Quick and easy…right?
Amazon Prime items, more often than not, arrive the next day. For other online retailers, especially those in other countries and across the pond, delivery could take weeks—and it’s not always clear, when ordering from smaller e-commerce sites, where the company is based. Bricks and mortar shops within the UK can process deliveries much quicker than ordering online from overseas, and you can just pop into the shop for the item when it arrives.
Back to the delivery guys. Again, there are plenty of examples where items have arrived damaged, either through a lack of protective packaging, or roughhousing by the handlers during the parcel sorting and delivery processes.
Some delivery drivers try to be safety-conscious and put customers’ parcels in their wheelie bins. Great if you’re aware of this via a card through your letterbox when you get home, but if this is missed or not left in the first place, there are plenty of examples where precious new items have ended up at the local landfill site because the homeowner wasn’t aware the parcel was in their bin before it was collected.
A lack of experience
Yes, online ordering is great and convenient, but it’s not that helpful when it comes to finding unique gifts. Type those exact words into Google and rather than unusual, special items appearing in the results, it’s just more of the same. The thing is, sometimes you don’t know what you want to buy a loved one until you see it. Which makes this difficult to type into a search engine, because you don’t yet know what that item is.
When shopping for my hard-to-buy-for-daughter (my other daughter is a gifting dream; she loves pretty, girly things, gift sets and the like. My youngest is a tomboy with few interests other than Star Wars…on this 16 year-old’s Christmas list was a working (not ornamental), full-size lightsabre—this is what I’m up against), I browsed online for ‘surprise’ gifts and stocking fillers, but got nowhere. When I went into town, however, I found a few things I knew she’d like, things I didn’t know existed. Having the items in front of me as a prompt was much more helpful in that instance.
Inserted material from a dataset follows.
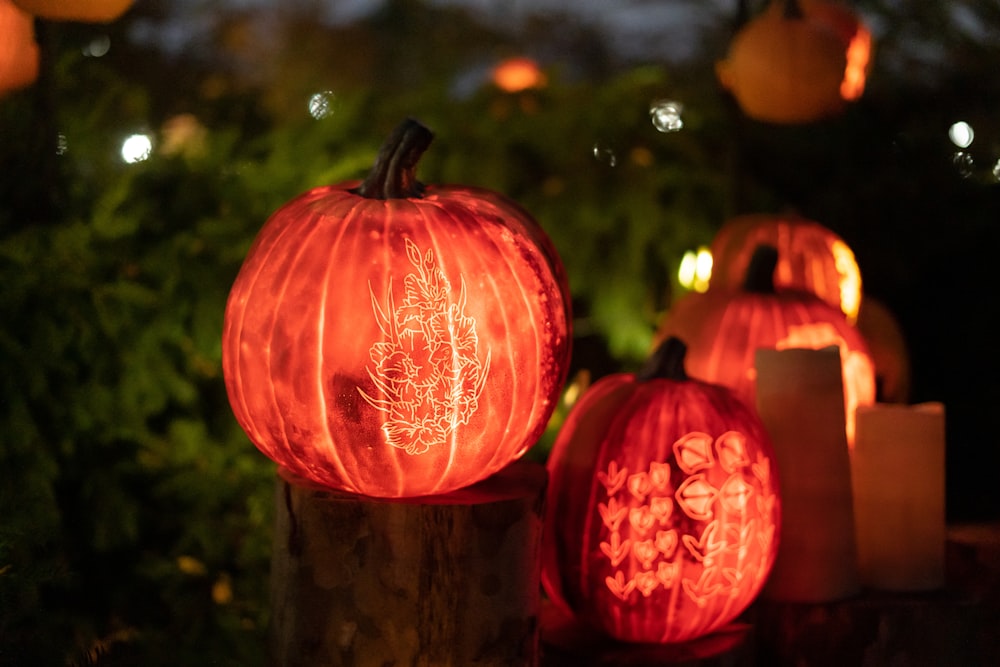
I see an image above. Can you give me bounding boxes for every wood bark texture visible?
[270,462,547,667]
Whilst shopping for her, we heard a brass band blowing out Christmas carols, we saw the town’s Christmas lights twinkling above us, and we appreciated the luxury hot chocolate we had halfway through the shop when we began to flag. The satisfaction I felt when we got home that I’d managed to get everything I needed, and it was all with me, waiting to be wrapped, was great.
I appreciate that this is a busy time for delivery drivers and that they’re working all hours to deliver the backlog of items in their stores. It’s never been a thing other years, so I can only presume Covid-19 has affected staffing levels, but I’ve woken up to a parcel hanging on my front door handle at 7am. I’ve also had Amazon deliver my parcels at 9.30pm at night. I don’t find this convenient at all, personally, especially when I have a crazy dog that barks the house down if someone knocks on the door. Bet the neighbours love us.
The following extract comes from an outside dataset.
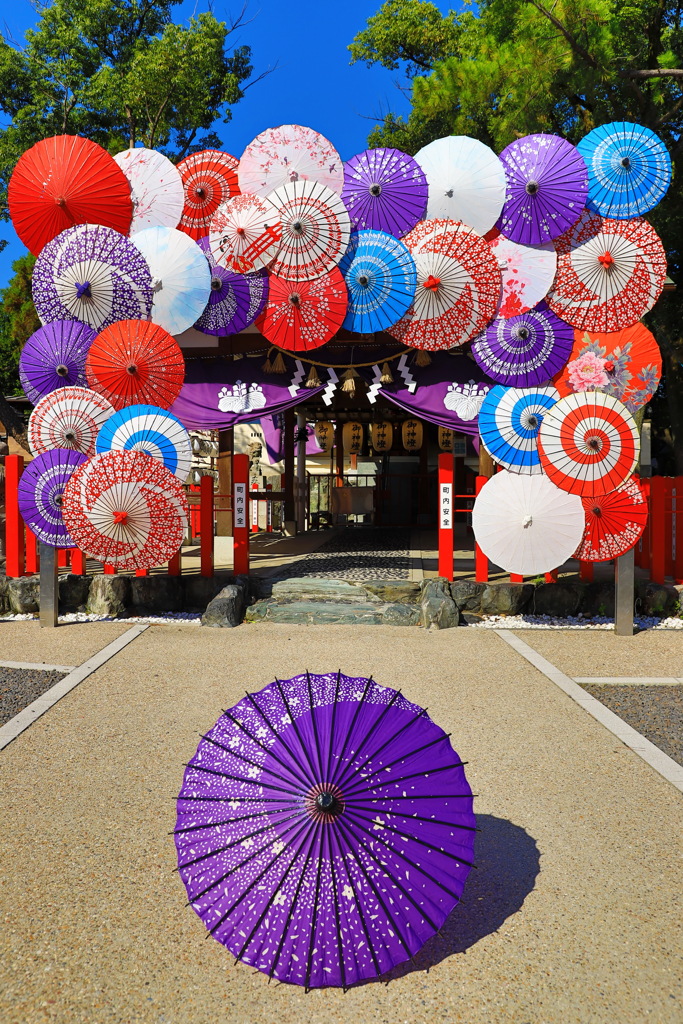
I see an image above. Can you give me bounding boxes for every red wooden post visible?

Clothes, clothes, clothes…
One of the drawbacks with ordering clothes online is that you can’t try them on. Yes, you can usually send them back and claim a refund, but that’s a lot of pratting about if you want to find the perfect outfit for an upcoming event. Much easier to go into a shop and try something on you like the look of (obviously, this would be pre- and post-Covid)—particularly when shops vary so much in their sizing.
As I said at the beginning of this article, there are many benefits associated with shopping online. But I also feel we should fight to keep the choice of online or offline, as in some cases, online isn’t always better. If we relied only on parcels coming to our door, we may miss the benefits of offline shopping—which are rarely talked about these days, in favour of ‘progress’.
Just think about it, though. If all we could do is shop online, would we really be better off?